The study, which was led by Samantha Butler, a UCLA associate professor of neurobiology and member of the Broad Stem Cell Research Center, was published today in the journal Stem Cell Reports.
Sensory interneurons, a class of neurons in the spinal cord, are responsible for relaying information from throughout the body to the central nervous system, which enables the sense of touch. The lack of a sense of touch greatly affects people who are paralyzed. For example, they often cannot feel the touch of another person, and the inability to feel pain leaves them susceptible to burns from inadvertent contact with a hot surface.
“The field has for a long time focused on making people walk again,” said Butler, the study’s senior author. “‘Making people feel again doesn’t have quite the same ring. But to walk, you need to be able to feel and to sense your body in space; the two processes really go hand in glove.”
In a separate study, published in September by the journal eLife, Butler and her colleagues discovered how signals from a family of proteins called bone morphogenetic proteins, or BMPs, influence the development of sensory interneurons in chicken embryos. The Stem Cell Reports research applies those findings to human stem cells in the lab.
When the researchers added a specific bone morphogenetic protein called BMP4, as well as another signaling molecule called retinoic acid, to human embryonic stem cells, they got a mixture of two types of sensory interneurons. DI1 sensory interneurons give people proprioception — a sense of where their body is in space — and dI3 sensory interneurons enable them to feel a sense of pressure.

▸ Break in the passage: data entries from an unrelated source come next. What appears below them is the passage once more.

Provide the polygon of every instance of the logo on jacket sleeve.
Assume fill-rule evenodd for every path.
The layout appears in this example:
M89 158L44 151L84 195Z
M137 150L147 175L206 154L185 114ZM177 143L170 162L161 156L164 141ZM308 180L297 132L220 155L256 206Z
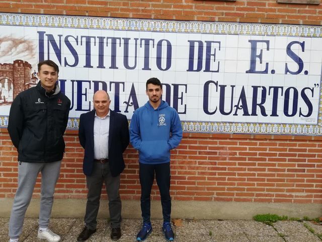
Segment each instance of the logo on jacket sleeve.
M159 123L158 126L165 126L167 125L166 123L166 114L159 114Z

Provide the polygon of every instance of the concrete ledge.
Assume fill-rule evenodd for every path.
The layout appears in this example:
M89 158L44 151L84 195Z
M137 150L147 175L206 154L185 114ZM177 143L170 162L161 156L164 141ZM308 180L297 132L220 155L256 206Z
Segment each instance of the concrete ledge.
M39 211L39 199L32 200L26 217L37 217ZM0 199L0 217L9 217L13 199ZM52 217L82 218L85 212L86 199L55 199ZM122 216L124 218L141 218L139 201L122 201ZM162 218L159 201L151 203L152 219ZM107 200L101 200L98 217L109 217ZM274 213L289 217L302 218L320 217L322 204L268 203L234 202L172 201L172 217L215 219L252 219L258 214Z

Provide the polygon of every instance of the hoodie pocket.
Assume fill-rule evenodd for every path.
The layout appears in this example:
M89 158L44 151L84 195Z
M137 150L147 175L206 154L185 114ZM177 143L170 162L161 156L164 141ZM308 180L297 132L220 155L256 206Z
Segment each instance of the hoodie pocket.
M165 140L142 141L140 147L140 158L151 161L163 161L170 156L170 147Z

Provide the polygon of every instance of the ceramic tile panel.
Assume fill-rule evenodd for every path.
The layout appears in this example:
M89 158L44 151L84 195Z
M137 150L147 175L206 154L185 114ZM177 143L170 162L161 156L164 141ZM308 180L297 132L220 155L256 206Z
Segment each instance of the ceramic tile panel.
M153 77L184 132L322 134L320 26L0 13L0 127L14 89L50 59L71 100L68 129L99 89L130 119Z

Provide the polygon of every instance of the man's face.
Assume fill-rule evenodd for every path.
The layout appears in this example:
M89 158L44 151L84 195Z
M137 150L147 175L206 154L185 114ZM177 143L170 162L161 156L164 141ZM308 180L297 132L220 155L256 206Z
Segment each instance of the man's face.
M98 91L93 97L94 108L99 117L103 117L107 115L110 110L111 100L104 91Z
M47 65L43 65L40 67L40 70L37 75L40 79L41 86L47 92L54 89L56 82L58 79L57 71L55 71L53 67Z
M152 102L157 102L161 98L162 89L160 86L152 84L147 84L147 89L146 91L146 95L149 97L149 100Z

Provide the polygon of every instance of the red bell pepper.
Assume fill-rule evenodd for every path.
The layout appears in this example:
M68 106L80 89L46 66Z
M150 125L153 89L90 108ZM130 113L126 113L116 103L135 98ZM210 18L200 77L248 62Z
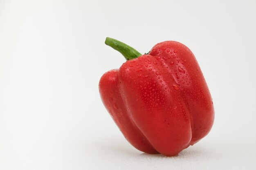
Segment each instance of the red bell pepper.
M214 117L212 98L189 48L166 41L141 55L112 38L105 43L128 61L102 76L101 97L133 146L174 156L209 132Z

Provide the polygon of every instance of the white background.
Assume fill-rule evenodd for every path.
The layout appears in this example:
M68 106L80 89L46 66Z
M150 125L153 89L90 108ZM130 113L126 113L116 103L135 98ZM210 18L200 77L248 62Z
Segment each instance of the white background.
M0 0L0 170L256 169L256 1ZM125 140L98 91L168 40L193 52L215 108L210 133L177 157Z

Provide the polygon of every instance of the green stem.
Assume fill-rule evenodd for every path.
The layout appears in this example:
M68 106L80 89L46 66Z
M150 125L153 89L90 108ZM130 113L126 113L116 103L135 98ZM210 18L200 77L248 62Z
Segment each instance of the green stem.
M121 53L126 60L133 59L141 55L141 54L132 47L113 38L107 37L105 43Z

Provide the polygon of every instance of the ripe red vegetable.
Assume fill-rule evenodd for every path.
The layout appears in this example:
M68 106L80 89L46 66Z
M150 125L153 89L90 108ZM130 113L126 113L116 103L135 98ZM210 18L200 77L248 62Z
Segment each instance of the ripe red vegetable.
M107 38L128 60L99 82L102 102L126 139L146 153L177 155L209 132L212 98L192 52L175 41L141 55Z

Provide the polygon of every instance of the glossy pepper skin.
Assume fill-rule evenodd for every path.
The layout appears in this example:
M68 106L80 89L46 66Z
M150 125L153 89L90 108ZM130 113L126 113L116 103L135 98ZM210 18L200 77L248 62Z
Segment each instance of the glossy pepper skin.
M112 46L116 49L117 44ZM202 73L192 52L175 41L157 44L148 54L137 57L102 76L102 100L135 148L177 155L213 125L213 106Z

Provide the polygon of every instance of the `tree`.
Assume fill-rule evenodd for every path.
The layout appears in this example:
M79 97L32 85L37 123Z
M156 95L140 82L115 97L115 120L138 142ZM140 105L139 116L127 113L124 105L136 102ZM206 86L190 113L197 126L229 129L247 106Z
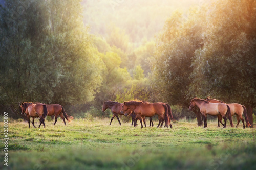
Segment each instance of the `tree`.
M80 1L31 2L13 18L19 3L8 1L1 10L1 103L16 112L22 101L92 100L101 82L101 60L83 26Z
M253 108L256 2L218 1L211 6L214 10L207 16L207 28L203 33L205 45L196 52L192 64L190 88L201 96L210 95ZM252 111L248 116L252 123Z
M140 65L137 65L134 68L133 76L134 79L138 80L144 78L144 70Z
M155 90L162 100L184 107L188 107L190 100L187 93L194 53L203 45L200 20L203 11L190 10L187 20L176 12L166 21L151 62Z

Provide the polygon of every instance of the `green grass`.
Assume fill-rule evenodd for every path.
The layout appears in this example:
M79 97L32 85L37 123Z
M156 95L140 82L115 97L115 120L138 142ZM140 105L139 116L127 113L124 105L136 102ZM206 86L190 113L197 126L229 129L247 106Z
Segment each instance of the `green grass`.
M8 166L1 169L256 169L255 128L207 128L196 122L173 129L134 128L116 119L58 119L44 128L9 122ZM39 120L35 119L36 126ZM147 121L147 124L149 122ZM4 124L0 147L4 148ZM1 157L4 154L1 149Z

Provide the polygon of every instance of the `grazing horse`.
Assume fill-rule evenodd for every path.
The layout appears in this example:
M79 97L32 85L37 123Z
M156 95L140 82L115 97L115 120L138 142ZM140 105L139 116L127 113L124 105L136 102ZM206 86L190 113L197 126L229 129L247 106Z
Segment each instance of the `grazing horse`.
M123 104L121 103L118 103L117 102L113 102L111 101L109 101L106 102L104 102L102 105L102 112L104 112L106 109L109 108L113 114L111 120L110 120L110 125L111 125L111 122L115 117L116 117L117 120L119 122L120 126L121 126L121 122L120 122L119 118L118 117L118 114L123 115L124 113L121 113L120 112L122 109L122 106Z
M237 126L236 126L236 128L237 128L238 127L238 125L239 124L239 122L240 122L241 119L242 122L243 123L244 129L245 128L245 126L244 125L244 120L243 118L243 113L244 114L244 117L245 118L245 122L246 122L246 127L248 127L251 126L251 124L250 124L250 123L249 123L249 121L248 120L247 114L246 113L246 108L244 106L238 103L226 104L225 102L223 102L220 100L215 99L210 99L209 97L208 97L206 99L206 100L210 103L224 103L227 105L228 105L228 106L229 106L229 108L230 108L231 116L233 116L235 114L237 116L237 119L238 120L238 123L237 124ZM220 127L219 122L220 122L222 124L222 123L221 122L222 119L222 117L221 116L218 117L218 127Z
M67 113L64 110L64 108L61 105L58 104L55 104L52 105L46 105L47 106L47 109L48 110L48 116L54 115L55 118L55 122L53 124L53 125L55 125L55 124L58 119L58 116L59 115L60 117L62 119L64 122L64 125L66 125L65 118L69 123L71 122L71 120L74 119L72 116L68 116ZM34 119L34 118L33 118Z
M140 101L140 102L143 102L144 103L145 103L145 104L150 103L149 103L148 102L146 102L146 101ZM169 118L169 122L170 122L170 126L172 127L172 124L170 124L170 120L174 120L174 118L173 117L173 115L172 114L172 109L170 108L170 106L168 103L163 103L163 102L157 102L157 103L160 103L160 104L163 104L163 105L165 105L167 106L167 107L168 108L168 118ZM131 115L131 114L130 114L130 115ZM125 116L127 116L127 114L124 114L124 115ZM136 116L136 114L135 113L134 113L134 115ZM144 116L142 116L142 118L143 118L143 122L144 122L144 124L145 124L145 127L146 127ZM159 123L158 123L158 125L157 126L157 127L159 127L159 125L160 125L161 122L162 122L162 123L161 124L161 126L160 127L163 127L163 122L164 122L164 120L163 119L162 119L162 118L161 118L161 117L160 116L158 116L158 119L159 119ZM138 118L136 120L136 122L137 122L137 120L138 120ZM135 125L137 125L137 124L135 124ZM152 127L154 125L153 122L152 121L152 118L151 118L151 117L150 117L150 127L151 126L151 125L152 125ZM165 127L166 126L167 126L166 125L165 125L164 126L164 127Z
M136 116L136 115L135 114L135 113L134 113L133 111L131 110L130 112L129 112L129 110L131 110L128 109L127 111L126 111L124 113L124 115L126 117L127 116L130 116L131 117L132 117L132 125L133 125L133 123L134 123L135 124L135 126L137 125L136 122L137 122L137 120L138 120L138 118L137 118L136 120L135 120L135 117ZM144 124L145 125L145 127L146 127L146 119L145 118L145 116L142 116L142 119L143 119L143 122L144 122ZM154 126L154 124L153 124L153 122L152 121L152 118L151 117L150 117L150 127L151 127L151 126L153 127L153 126Z
M47 115L48 111L45 104L41 103L34 104L32 102L24 102L21 104L20 108L22 108L22 115L23 115L25 113L27 114L29 122L29 128L30 128L30 117L33 118L32 125L34 128L35 128L34 125L34 118L38 117L40 118L40 125L38 128L40 127L42 123L44 125L44 127L46 127L45 118Z
M146 104L141 101L135 101L124 102L121 113L123 113L129 109L133 110L136 115L135 118L138 118L140 120L141 128L143 128L141 117L152 117L156 114L165 121L165 125L167 127L170 125L172 128L168 116L168 108L165 105L157 103Z
M208 101L197 98L193 98L190 102L189 110L191 111L194 108L197 106L204 118L204 128L207 126L207 115L209 114L214 116L221 115L224 119L224 126L223 128L226 128L227 118L226 114L228 113L228 119L230 123L231 126L233 127L232 117L231 116L230 109L228 106L222 103L210 103Z

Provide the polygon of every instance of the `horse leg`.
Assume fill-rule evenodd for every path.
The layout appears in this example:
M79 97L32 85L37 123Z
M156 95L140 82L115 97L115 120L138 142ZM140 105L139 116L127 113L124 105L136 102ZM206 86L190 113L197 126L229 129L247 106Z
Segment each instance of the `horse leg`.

The researchers found the identical mixture of sensory interneurons developed when they added the same signaling molecules to induced pluripotent stem cells, which are produced by reprogramming a patient’s own mature cells such as skin cells. This reprogramming method creates stem cells that can create any cell type while also maintaining the genetic code of the person they originated from. The ability to create sensory interneurons with a patient’s own reprogrammed cells holds significant potential for the creation of a cell-based treatment that restores the sense of touch without immune suppression.
Butler hopes to be able to create one type of interneuron at a time, which would make it easier to define the separate roles of each cell type and allow scientists to start the process of using these cells in clinical applications for people who are paralyzed. However, her research group has not yet identified how to make stem cells yield entirely dI1 or entirely dI3 cells — perhaps because another signaling pathway is involved, she said.
The researchers also have yet to determine the specific recipe of growth factors that would coax stem cells to create other types of sensory interneurons.
The group is currently implanting the new dI1 and dI3 sensory interneurons into the spinal cords of mice to understand whether the cells integrate into the nervous system and become fully functional. This is a critical step toward defining the clinical potential of the cells.
“This is a long path,” Butler said. “We haven’t solved how to restore touch but we’ve made a major first step by working out some of these protocols to create sensory interneurons.”
The research was supported by grants from the California Institute for Regenerative Medicine and its Cal State Northridge–UCLA Bridges to Stem Cell Research program, the National Institutes of Health and the UCLA Broad Stem Cell Research Center.